All possible blessing is wrapped up in that one word, Grace. Like the sunshine, it carries life and fruitfulness in itself. If the favour and kindness of God, flowing out to men so far beneath Him, who deserve such different treatment, be ours, then in our hearts will be rest and a great peacefulness, whatever may be about us, and in our characters will be all beauties and capacities, in the measure of our possession of that grace.

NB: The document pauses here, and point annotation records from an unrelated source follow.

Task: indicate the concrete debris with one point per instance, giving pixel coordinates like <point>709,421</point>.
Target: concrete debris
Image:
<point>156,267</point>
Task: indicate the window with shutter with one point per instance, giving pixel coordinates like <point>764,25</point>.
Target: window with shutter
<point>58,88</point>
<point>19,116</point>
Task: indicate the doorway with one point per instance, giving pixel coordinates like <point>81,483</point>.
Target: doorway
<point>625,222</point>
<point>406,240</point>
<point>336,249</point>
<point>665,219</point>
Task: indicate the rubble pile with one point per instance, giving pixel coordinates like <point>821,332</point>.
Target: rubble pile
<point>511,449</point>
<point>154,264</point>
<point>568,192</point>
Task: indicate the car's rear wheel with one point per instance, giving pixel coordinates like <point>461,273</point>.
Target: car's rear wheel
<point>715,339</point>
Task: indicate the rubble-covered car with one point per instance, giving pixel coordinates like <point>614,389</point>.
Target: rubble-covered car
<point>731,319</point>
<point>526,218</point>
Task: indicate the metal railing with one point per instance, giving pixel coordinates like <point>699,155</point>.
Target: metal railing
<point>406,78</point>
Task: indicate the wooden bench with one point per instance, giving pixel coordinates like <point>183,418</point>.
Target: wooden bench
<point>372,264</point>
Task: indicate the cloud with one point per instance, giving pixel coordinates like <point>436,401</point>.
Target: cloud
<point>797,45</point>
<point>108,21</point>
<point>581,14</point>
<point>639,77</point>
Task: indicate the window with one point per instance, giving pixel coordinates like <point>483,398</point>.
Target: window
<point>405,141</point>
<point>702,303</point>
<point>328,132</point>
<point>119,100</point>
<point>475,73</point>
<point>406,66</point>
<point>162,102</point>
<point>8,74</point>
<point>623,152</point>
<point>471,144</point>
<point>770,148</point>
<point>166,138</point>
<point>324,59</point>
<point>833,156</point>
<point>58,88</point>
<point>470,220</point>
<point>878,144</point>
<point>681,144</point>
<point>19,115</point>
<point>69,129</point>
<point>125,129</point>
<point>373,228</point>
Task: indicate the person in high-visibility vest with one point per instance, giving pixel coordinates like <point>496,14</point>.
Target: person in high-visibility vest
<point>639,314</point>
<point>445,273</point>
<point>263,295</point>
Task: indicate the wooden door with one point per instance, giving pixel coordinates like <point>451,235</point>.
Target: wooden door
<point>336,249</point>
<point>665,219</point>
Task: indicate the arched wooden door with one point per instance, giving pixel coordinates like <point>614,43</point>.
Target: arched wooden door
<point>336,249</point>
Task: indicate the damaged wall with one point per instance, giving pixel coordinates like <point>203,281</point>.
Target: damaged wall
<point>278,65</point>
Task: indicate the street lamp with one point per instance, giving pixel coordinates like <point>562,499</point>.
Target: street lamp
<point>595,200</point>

That all-productive germ of joy and excellence is here parted among the whole body of Colossian Christians. The dew of this benediction falls upon them all—the teachers of error if they still held by Christ, the Judaisers, the slothful Archippus, even as the grace which it invokes will pour itself into imperfect natures and adorn very sinful characters, if beneath the imperfection and the evil there be the true affiance of the soul on Christ.
That communication of grace to a sinful world is the end of all God’s deeds, as it is the end of this letter. That great revelation which began when man began, which has spoken its complete message in the Son, the heir of all things, as this Epistle tells us, has this for the purpose of all its words—whether they are terrible or gentle, deep or simple—that God’s grace may dwell among men. The mystery of Christ’s being, the agony of Christ’s cross, the hidden glories of Christ’s dominion are all for this end, that of His fulness we may all receive, and grace for grace. The Old Testament, true to its genius, ends with stern onward-looking words which point to a future coming of the Lord and to the possible terrible aspect of that coming—“Lest I come and smite the earth with a curse.” It is the last echo of the long drawn blast of the trumpets of Sinai. The New Testament ends, as our Epistle ends, and as we believe the weary history of the world will end, with the benediction: “The grace of our Lord Jesus Christ be with you all.”
That grace, the love which pardons and quickens and makes good and fair and wise and strong, is offered to all in Christ. Unless we have accepted it, God’s revelation and Christ’s work have failed as far as we are concerned. “We therefore, as fellow-workers with Him, beseech you that ye receive not the grace of God in vain.”